Enough to set off the burglar alarms across the spectrum of the comfort zones of those accustomed to doing precisely as they wish quietly in warm and friendly waters.  Probably their best strategy would have been to ignore it all and almost certainly it would have gone away.  It would have faded without the tsunami of indignation the bought and paid for elements of mass communication rattling denouncement through every channel, calling out the cavalry, piling insult and venom on those peacefully expressing themselves in harmless ways.

This ‘movement’ wasn’t created by the seedlings who began it.  The Occupy Wall Street movement would have died on the vine if it hadn’t been nurtured and fertilized by the shrill cries of the safe and comfortable denouncing it.  And by continuing to do so they provide the life blood for future expansion.

The protests on wall street are those coming from inside the buildings.  Someone’s opening a door they believed they had locked.

Me thinks the lady [inside the buildings] protests too much.

Old Jules

Mobs, Violent Protests, and Riots

I find my views about rioting to be possibly artificially drawn away from magnetic north by several personal experiences with them, as well as having been an adult during the giant city burning episodes around the time of the MLK killing. 

From personal observation and experience I feel a high level of certainty that every riot since the 1960s was and is heavily infiltrated by police or other government provocateurs, pushing, inflaming and instigating to direct events toward violence.  I’m not suggesting the riots wouldn’t have happened without them.  The riots would almost certainly have happened anyway.   I honestly don’t have a clue why they’re doing it.

But my first experience with it was Halloween, 1960, in Borger, Texas. During the days before Halloween the kids in high school were all gearing up for it, but I was a newbie in town, had no reason to anticipate what they saw as the normal way to celebrate Halloween. Wild and wooly oil-field worker traditions combined with a boys-will-be-boys tolerance on the part of adults left the options wide open.

The newspaper the next day described it as a quieter than usual Halloween with the main damage being someone starting a bulldozer at a construction site and driving it through a house, nobody hurt.

A few hundred teenagers drunk on main street armed with eggs, veggies, rocks, jars of gasoline, cornering police paddy wagon with barrage after barrage, following them back to the station house and setting fire to the lawn was just a beginning.  I never saw anything like it, even during the riots at the University of Texas I was a part of a decade later.

My point is, rioting is fun, it’s joyful, it’s seductive if the anonymity of a mob can be maintained and when there are no consequences. It doesn’t take much to get people rioting under those circumstances.

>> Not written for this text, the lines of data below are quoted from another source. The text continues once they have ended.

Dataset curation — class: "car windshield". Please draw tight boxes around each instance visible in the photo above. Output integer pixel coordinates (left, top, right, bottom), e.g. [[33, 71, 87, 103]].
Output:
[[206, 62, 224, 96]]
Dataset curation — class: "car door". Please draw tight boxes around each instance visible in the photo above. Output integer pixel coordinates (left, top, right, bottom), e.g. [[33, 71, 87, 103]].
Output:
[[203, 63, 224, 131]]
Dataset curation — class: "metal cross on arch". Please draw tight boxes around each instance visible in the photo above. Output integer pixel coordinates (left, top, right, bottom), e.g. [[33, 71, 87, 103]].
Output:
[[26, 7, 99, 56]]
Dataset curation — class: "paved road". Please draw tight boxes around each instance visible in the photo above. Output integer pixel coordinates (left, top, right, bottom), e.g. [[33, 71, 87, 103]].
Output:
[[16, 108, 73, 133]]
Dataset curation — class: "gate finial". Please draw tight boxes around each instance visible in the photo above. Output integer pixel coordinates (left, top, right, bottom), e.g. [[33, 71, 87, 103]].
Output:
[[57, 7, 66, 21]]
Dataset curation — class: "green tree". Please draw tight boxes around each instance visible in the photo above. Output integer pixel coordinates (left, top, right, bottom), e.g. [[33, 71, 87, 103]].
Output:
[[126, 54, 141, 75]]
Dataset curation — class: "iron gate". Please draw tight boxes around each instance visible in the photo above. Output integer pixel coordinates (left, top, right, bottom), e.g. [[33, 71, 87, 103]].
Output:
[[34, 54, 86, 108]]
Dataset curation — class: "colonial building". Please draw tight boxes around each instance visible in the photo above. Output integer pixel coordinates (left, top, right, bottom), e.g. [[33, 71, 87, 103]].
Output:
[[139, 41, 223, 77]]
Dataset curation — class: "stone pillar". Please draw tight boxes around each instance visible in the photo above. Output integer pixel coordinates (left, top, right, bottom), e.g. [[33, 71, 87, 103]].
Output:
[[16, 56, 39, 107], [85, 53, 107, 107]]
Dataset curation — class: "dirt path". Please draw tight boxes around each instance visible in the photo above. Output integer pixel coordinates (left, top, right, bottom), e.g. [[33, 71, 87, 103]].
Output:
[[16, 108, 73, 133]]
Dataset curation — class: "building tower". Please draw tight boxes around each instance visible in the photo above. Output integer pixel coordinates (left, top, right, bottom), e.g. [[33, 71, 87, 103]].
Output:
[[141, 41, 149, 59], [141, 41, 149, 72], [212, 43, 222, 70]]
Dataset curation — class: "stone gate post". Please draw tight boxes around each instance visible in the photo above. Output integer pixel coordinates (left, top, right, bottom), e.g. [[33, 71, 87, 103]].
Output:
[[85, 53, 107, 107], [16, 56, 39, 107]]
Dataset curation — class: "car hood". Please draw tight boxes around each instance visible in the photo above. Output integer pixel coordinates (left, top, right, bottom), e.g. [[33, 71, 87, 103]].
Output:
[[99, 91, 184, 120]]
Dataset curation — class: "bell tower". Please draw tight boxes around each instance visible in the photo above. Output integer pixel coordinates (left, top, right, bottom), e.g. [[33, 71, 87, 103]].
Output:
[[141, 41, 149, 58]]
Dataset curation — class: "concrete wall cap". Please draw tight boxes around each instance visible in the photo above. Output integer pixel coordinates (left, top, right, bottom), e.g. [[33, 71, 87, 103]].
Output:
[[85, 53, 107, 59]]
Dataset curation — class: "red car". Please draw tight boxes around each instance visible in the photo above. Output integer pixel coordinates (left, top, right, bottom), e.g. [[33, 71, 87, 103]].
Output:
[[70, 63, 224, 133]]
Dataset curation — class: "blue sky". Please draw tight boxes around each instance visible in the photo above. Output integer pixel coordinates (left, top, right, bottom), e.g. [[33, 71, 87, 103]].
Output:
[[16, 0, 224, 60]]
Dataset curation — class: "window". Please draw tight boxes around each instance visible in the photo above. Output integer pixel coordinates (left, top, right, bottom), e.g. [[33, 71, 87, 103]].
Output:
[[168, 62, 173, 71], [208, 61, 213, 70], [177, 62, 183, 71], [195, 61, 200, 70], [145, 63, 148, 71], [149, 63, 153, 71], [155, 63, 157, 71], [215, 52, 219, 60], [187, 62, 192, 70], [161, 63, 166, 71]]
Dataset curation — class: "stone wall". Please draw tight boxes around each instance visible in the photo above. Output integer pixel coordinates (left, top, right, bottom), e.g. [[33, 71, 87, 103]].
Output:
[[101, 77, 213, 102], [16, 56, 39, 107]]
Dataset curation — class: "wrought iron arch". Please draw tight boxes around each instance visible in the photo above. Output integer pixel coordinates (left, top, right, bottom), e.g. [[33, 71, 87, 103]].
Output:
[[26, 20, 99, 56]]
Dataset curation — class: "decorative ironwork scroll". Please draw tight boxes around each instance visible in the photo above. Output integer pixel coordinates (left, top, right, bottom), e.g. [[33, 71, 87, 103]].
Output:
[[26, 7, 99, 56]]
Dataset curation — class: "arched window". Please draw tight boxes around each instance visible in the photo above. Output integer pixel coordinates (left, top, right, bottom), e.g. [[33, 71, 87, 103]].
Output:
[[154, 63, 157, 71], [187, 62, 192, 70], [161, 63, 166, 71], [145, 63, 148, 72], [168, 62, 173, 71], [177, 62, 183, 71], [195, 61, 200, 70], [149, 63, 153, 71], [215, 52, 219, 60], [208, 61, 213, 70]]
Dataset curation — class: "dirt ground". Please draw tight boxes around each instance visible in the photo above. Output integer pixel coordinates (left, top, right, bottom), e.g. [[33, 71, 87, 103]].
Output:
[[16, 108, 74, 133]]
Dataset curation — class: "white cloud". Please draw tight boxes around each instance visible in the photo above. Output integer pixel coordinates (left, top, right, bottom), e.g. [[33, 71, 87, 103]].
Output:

On the other hand, the day after Kent State and afterward throughout the remainder of the Vietnam War the temptation to riot was always there so long as it was someone else stepping off the curb into the street. The police and a lot of the rest of the country made it plain by word and attitude they felt tolerance for what happened at Kent State and wouldn’t mind seeing it again.

I recall what a letdown it was when I realized I wasn’t the gutsy hotshot I had people thinking I was, that I was just a loudmouth coward when it came to offering myself up for what I claimed I believed in by making myself a target for all those cops to practice on.

I don’t think things are much different now. My near-certainty about riots in the US is that the government response will determine whether there are riots, or won’t be.  I don’t give advice, but if I did I’d suggest anyone involved in a peaceful demonstration immediately remove himself/herself from the area as rapidly as possible at the first sign of violence.

I’d suggest carefully exploring the route and area of the demonstration on maps and on the ground beforehand.  Pre-arranged escape routes memorized to allow getting the hell out of dodge.  Cell phones set with standby text messages to friends and cohorts to get the message out immediately that things are going sour.  But I won’t suggest it.

But I don’t have a lot of reason to think having a riot going on and being in the center of it is a place I’d want to spend a lot of time.